News

WSDOT to spend $100M to fix 520 pontoons

SEATTLE — The Washington State Department of Transportation has decided how to fix four faulty pontoons for the new 520 floating bridge.

One of the pontoons, a 360-foot-long, 11,000-ton section, is going to have be towed to Portland for repair.

Another similar-sized pontoon will be taken to Harbor Island on Elliott Bay to be fixed.

Sending the floating sections to multiple dry dock locations will speed up the time it takes to fix the cracking cement on the pontoons.

Two additional sections will stay on Lake Washington, next to the existing bridge.

Steel coffer dams, which are basically portable dry docks, will be slipped underneath the pontoons and the water will be pumped out so the cracks can be filled and fixed.

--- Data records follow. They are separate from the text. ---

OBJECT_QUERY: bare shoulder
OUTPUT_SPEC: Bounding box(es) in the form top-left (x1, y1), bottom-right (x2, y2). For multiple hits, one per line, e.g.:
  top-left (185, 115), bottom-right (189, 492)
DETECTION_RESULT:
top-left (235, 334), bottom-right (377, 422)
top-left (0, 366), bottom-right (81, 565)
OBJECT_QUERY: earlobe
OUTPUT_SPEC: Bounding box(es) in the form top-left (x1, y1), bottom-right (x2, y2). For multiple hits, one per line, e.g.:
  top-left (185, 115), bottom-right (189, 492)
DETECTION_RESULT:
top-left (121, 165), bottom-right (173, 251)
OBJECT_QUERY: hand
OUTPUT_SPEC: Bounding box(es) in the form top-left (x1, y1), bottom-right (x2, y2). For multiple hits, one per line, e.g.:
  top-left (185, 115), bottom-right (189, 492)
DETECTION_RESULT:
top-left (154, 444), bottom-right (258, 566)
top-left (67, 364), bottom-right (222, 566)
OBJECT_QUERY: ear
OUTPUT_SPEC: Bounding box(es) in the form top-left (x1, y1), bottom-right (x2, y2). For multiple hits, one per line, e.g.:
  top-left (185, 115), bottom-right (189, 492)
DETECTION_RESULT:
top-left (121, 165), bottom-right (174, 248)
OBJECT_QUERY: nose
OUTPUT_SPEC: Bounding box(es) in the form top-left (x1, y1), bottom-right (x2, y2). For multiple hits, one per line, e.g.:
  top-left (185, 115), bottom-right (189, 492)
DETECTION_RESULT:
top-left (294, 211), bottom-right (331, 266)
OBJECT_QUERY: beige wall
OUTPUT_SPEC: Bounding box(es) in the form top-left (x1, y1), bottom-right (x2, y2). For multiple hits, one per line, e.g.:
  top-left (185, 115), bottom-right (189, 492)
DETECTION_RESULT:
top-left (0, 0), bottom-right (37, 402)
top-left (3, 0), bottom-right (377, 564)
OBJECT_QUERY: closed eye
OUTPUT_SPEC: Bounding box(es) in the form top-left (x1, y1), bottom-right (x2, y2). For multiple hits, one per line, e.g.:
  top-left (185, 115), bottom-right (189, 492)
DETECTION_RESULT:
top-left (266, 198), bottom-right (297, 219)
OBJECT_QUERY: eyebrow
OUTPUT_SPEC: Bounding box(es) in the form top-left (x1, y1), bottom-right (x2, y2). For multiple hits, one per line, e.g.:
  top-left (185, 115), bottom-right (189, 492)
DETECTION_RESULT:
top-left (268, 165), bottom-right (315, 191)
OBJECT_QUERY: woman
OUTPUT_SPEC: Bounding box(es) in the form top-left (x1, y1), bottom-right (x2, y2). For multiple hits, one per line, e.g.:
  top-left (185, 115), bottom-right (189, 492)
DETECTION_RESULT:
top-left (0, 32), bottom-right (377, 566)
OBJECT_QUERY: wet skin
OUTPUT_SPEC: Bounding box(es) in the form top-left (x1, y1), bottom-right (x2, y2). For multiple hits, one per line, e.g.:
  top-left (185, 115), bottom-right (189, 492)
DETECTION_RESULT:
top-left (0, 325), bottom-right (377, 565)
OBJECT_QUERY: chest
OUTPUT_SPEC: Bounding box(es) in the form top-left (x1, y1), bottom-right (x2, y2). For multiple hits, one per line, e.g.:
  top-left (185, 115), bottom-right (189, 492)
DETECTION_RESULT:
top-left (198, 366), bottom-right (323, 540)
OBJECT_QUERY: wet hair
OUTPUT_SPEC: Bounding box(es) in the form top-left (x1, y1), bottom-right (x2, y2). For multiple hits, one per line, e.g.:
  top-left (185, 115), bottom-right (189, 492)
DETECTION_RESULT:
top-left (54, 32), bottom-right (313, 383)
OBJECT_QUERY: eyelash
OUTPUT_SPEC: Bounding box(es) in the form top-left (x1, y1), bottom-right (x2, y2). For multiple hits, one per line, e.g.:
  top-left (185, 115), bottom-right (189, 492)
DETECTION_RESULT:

The repairs are going to cost an estimated $100 million, plus months of delays. That expenditure will eat up most of the money the Department of Transportation saved by going with a lower bid for the bridge's floating sections.

Engineers are going to have to inject an epoxy into the cracks and they will use some high tension cables to pull the concrete together.

After that, workers will wrap the damaged sections with a carbon fiber material.

It is expected to take months to fix the problems.

Late Friday, another pontoon will be towed through the Ballard Locks to Lake Washington.